Getting out onto the ice to play hockey isn’t everyone’s thing, but that doesn’t mean you can’t enjoy the sport in other ways. Some do this by attending hockey games in person or watching them on TV, while others might prefer to read everything they can about the sport. Others, though, take a different approach: video games. Thanks to EA Sports, video games based around the National Hockey League (NHL) have been released for decades, making it easy to play without having to bundle up.
Though they can’t all be named, here are some of the best NHL video games EA Sports has released.
NHL ‘94 is not only one of the greatest sports video games of all time, but one of the best video games period. Twenty-seven years after its release, star of the game Jeremy Roenick still has discussions with fans about his virtual self. NHL ‘94 is a 16-bit video game fondly remembered by fans of the sport and actual NHL players alike. From its realistic organ music to realistic hockey moves like one-timers and dekes, the EA Sports game brought about new and unique improvements to the NHL game that makes it unforgettable.
NHL 2K2 brought about a dash of realism to the game series that the others before it didn’t. The rosters, in particular, had more finesse to them, as each hockey player within the game acted like he would in reality. This made them feel like individuals, rather than images on a screen with a real person’s name attached to them. The graphics and character AI greatly improved as well, with the goalies reacting to and recovering from the player’s shots in a way that makes it more challenging to score a goal, but more rewarding when it happens.

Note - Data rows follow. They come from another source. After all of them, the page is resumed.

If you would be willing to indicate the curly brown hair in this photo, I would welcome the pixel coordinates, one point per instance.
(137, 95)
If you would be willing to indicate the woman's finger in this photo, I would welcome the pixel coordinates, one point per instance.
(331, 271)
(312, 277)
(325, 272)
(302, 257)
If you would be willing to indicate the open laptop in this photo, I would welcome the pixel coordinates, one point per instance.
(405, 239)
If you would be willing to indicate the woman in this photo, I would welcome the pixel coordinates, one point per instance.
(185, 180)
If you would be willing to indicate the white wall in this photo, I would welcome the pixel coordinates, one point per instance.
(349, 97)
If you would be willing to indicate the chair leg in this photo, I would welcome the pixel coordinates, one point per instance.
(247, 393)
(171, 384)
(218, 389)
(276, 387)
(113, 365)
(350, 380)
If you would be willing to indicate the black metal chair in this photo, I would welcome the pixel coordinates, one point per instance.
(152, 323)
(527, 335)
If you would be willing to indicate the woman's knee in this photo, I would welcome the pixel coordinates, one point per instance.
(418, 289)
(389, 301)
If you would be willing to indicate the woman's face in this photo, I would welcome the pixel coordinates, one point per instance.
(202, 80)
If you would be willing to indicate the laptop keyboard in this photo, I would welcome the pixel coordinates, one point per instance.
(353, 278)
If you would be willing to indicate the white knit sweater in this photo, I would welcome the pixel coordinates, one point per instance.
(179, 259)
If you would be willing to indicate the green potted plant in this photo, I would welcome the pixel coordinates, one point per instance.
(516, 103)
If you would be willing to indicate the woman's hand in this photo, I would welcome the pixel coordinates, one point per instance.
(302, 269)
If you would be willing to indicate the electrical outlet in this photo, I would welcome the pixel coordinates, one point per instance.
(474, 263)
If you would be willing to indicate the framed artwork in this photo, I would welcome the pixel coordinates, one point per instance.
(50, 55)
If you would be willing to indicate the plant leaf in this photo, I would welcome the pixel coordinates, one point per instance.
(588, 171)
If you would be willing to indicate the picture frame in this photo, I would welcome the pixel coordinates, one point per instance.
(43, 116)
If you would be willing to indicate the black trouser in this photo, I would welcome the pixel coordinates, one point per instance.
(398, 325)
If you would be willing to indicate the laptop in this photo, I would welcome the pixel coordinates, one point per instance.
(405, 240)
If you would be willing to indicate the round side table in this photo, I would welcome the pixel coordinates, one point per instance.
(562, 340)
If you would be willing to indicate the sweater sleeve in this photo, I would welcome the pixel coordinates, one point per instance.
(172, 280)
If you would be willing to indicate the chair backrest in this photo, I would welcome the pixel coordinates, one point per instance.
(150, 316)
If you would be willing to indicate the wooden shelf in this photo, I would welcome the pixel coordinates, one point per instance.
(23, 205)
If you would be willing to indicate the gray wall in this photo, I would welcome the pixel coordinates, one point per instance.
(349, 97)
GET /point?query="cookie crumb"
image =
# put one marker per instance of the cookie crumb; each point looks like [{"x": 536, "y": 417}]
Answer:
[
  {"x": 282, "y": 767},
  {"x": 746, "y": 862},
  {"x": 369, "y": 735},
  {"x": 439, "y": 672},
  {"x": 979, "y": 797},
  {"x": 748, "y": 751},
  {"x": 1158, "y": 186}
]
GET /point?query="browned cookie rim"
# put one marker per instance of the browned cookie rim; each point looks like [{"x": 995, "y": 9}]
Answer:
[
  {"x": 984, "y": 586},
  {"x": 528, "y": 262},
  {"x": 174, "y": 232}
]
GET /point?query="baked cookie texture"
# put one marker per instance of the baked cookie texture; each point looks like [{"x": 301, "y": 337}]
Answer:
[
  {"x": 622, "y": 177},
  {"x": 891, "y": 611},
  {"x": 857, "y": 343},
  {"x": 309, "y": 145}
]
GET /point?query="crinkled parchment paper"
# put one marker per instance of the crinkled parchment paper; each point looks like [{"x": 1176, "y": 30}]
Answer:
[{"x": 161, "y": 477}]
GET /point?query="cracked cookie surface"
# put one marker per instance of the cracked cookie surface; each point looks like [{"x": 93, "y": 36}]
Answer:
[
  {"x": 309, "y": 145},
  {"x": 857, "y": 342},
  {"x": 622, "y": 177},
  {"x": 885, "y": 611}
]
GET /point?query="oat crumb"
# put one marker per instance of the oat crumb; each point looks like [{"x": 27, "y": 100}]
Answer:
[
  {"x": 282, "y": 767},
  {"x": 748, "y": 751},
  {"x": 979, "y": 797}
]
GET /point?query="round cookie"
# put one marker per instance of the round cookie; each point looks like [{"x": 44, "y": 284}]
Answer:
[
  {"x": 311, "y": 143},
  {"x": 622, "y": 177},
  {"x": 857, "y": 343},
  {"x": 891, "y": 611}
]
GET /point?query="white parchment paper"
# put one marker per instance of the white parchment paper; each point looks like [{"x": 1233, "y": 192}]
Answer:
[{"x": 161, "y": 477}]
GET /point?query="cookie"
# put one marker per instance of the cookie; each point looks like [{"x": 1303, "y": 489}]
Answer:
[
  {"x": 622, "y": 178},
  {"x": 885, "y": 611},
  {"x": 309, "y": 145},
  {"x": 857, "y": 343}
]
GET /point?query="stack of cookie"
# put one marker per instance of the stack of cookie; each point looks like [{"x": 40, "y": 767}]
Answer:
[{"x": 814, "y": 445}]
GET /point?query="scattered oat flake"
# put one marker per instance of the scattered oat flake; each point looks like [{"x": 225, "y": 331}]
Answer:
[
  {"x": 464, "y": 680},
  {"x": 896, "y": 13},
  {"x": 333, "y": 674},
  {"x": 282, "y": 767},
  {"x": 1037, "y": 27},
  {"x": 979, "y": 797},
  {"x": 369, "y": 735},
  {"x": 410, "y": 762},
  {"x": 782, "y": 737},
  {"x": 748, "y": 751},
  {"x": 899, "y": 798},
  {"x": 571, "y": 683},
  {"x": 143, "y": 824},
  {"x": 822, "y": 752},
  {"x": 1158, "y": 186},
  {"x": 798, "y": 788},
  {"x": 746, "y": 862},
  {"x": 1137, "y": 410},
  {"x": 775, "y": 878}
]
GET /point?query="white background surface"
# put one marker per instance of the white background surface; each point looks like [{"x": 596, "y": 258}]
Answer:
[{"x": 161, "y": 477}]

Fans of the NHL games were quick to love NHL ‘11, particularly ones that hailed NHL ‘10 as the greatest hockey video game to exist. The physics engine was completely reinvented for this game, letting the player score goals from anywhere on the ice or break their sticks while blocking or taking a shot. Though the gaming mechanics were more true to how ice hockey is played in reality, then-marketing director for EA Sports David Lee said that, through NHL ‘11, they were “actually teaching people how to play hockey through the use of our game.”